All of lore.kernel.org
 help / color / mirror / Atom feed
From: "Harry Yoo (Oracle)" <harry@kernel.org>
To: Andrew Morton <akpm@linux-foundation.org>,
	Vlastimil Babka <vbabka@kernel.org>
Cc: Christoph Lameter <cl@gentwo.org>,
	David Rientjes <rientjes@google.com>,
	Roman Gushchin <roman.gushchin@linux.dev>,
	Hao Li <hao.li@linux.dev>, Alexei Starovoitov <ast@kernel.org>,
	Uladzislau Rezki <urezki@gmail.com>,
	"Paul E . McKenney" <paulmck@kernel.org>,
	Frederic Weisbecker <frederic@kernel.org>,
	Neeraj Upadhyay <neeraj.upadhyay@kernel.org>,
	Joel Fernandes <joelagnelf@nvidia.com>,
	Josh Triplett <josh@joshtriplett.org>,
	Boqun Feng <boqun@kernel.org>, Zqiang <qiang.zhang@linux.dev>,
	Steven Rostedt <rostedt@goodmis.org>,
	Mathieu Desnoyers <mathieu.desnoyers@efficios.com>,
	Lai Jiangshan <jiangshanlai@gmail.com>,
	rcu@vger.kernel.org, linux-mm@kvack.org
Subject: [PATCH 1/8] mm/slab: introduce k[v]free_rcu() with struct rcu_ptr
Date: Thu, 16 Apr 2026 18:10:15 +0900	[thread overview]
Message-ID: <20260416091022.36823-2-harry@kernel.org> (raw)
In-Reply-To: <20260416091022.36823-1-harry@kernel.org>

k[v]free_rcu() repurposes two fields of struct rcu_head: 'func' to store
the start address of the object, and 'next' to link objects.

However, using 'func' to store the start address is unnecessary:

  1. slab can get the start address from the address of struct rcu_head
     field via nearest_obj(), and

  2. vmalloc and large kmalloc can get the start address by aligning
     down the address of the struct rcu_head field to the page boundary.

Therefore, allow an 8-byte (on 64-bit) field (of a new type called
struct rcu_ptr) to be used with k[v]free_rcu() with two arguments.

Some users use both call_rcu() and k[v]free_rcu() to process callbacks
(e.g., maple tree), so it makes sense to have struct rcu_head field
to handle both cases.
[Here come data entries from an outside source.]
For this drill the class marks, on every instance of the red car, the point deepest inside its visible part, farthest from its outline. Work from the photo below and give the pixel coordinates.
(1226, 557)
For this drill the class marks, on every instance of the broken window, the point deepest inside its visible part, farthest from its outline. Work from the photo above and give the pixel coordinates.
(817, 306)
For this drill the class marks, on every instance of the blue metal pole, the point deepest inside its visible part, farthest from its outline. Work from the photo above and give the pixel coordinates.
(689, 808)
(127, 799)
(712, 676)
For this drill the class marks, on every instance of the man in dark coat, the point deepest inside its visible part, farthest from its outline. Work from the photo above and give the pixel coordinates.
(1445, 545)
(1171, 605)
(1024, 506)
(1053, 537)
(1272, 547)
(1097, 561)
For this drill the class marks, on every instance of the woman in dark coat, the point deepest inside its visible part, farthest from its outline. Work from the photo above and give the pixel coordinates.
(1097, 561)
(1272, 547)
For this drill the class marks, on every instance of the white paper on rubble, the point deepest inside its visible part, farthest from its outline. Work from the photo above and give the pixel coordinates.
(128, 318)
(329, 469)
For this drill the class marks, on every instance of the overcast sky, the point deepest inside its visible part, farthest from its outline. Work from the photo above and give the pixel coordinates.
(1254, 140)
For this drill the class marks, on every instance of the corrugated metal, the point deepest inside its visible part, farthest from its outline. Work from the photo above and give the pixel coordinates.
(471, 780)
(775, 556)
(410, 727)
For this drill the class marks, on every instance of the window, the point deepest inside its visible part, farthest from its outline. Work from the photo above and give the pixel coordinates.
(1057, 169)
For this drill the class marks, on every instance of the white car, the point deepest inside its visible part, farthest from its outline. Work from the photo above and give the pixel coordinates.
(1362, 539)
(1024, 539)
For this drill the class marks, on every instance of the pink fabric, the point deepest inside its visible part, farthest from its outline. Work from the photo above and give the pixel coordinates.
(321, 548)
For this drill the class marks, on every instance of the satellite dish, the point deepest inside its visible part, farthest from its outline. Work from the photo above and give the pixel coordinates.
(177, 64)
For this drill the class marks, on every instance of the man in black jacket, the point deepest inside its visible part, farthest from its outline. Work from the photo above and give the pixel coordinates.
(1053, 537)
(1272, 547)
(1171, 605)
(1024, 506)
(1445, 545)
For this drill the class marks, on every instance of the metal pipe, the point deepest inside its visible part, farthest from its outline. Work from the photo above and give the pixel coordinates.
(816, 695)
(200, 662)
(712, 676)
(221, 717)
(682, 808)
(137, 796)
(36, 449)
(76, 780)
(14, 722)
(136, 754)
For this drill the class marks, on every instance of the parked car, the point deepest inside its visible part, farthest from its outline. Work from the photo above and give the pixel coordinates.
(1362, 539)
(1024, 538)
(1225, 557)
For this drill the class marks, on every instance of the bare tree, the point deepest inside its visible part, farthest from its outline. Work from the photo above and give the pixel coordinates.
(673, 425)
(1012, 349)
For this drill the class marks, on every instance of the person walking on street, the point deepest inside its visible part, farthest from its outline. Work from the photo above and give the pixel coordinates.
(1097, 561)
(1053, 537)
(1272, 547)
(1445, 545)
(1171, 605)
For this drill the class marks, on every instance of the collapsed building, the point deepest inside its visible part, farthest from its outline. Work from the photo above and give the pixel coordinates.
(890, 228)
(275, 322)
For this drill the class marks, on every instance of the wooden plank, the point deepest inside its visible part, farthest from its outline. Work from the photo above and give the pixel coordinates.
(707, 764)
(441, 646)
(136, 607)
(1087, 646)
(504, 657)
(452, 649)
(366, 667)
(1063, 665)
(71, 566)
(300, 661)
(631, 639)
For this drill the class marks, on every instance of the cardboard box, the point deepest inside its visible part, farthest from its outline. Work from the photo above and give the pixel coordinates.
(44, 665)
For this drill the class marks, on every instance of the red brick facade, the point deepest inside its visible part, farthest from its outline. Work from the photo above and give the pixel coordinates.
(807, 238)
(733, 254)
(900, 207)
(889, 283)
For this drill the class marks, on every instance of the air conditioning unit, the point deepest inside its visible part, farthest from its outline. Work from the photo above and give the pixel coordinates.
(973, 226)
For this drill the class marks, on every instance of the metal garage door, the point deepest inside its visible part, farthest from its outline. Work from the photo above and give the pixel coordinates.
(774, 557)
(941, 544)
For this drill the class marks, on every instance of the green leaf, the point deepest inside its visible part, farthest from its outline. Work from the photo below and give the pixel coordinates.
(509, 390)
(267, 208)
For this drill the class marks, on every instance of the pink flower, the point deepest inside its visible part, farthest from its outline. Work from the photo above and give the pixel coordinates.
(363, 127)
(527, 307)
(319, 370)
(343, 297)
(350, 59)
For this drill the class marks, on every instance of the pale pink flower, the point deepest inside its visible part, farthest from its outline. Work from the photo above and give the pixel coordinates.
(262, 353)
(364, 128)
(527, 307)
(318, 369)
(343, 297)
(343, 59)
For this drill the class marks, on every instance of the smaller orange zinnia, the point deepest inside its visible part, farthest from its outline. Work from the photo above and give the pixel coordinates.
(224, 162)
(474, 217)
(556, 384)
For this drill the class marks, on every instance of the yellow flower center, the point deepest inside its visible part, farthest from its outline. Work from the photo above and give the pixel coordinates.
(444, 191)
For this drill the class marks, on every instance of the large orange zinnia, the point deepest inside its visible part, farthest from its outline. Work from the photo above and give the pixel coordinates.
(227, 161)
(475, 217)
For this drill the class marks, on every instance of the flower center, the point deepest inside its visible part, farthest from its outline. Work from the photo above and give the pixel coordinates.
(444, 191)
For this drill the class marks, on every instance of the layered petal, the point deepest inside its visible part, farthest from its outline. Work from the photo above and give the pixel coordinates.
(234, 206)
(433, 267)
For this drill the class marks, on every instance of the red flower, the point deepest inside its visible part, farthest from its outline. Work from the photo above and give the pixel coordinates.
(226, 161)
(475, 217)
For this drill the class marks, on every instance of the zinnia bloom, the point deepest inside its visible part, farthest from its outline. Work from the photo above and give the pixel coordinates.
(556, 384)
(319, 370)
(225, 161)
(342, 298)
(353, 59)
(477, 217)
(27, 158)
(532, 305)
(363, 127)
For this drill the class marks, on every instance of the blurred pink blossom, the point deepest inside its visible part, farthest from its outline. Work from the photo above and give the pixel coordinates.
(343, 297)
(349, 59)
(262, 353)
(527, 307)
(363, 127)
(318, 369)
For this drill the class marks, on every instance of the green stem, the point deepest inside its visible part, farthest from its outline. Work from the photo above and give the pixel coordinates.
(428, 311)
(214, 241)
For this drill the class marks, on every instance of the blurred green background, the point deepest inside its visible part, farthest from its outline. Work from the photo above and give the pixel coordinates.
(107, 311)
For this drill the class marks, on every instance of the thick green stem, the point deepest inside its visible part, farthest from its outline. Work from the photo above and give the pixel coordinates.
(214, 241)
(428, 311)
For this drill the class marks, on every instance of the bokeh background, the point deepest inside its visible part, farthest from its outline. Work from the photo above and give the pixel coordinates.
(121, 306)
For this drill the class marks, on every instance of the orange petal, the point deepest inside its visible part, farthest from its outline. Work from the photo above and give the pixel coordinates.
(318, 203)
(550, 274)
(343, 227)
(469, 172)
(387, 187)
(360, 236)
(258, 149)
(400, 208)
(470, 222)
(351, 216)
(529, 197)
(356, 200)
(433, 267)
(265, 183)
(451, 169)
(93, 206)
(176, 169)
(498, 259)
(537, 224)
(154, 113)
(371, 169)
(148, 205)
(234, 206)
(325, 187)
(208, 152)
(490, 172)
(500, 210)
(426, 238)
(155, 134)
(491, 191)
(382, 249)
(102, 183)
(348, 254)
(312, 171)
However, many users that simply free objects via
kvfree_rcu() can save one pointer by using struct rcu_ptr instead of
struct rcu_head.

Note that struct rcu_ptr is a single pointer only when
CONFIG_KVFREE_RCU_BATCHED=y. To keep kvfree_rcu() implementation minimal
when CONFIG_KVFREE_RCU_BATCHED is disabled, struct rcu_ptr is the size
as struct rcu_head, and the implementation of kvfree_rcu() remains
unchanged in that configuration.

Note that implementing a kvfree_rcu batching on !KVFREE_RCU_BATCHED is
against the purpose of RCU_STRICT_GRACE_PERIOD which is often used
to catch use-after-free bugs.

Suggested-by: Alexei Starovoitov <ast@kernel.org>
Signed-off-by: Harry Yoo (Oracle) <harry@kernel.org>
---
 include/linux/rcupdate.h | 61 +++++++++++++++++++++++++++-------------
 include/linux/types.h    |  9 ++++++
 mm/slab_common.c         | 46 +++++++++++++++++++-----------
 3 files changed, 81 insertions(+), 35 deletions(-)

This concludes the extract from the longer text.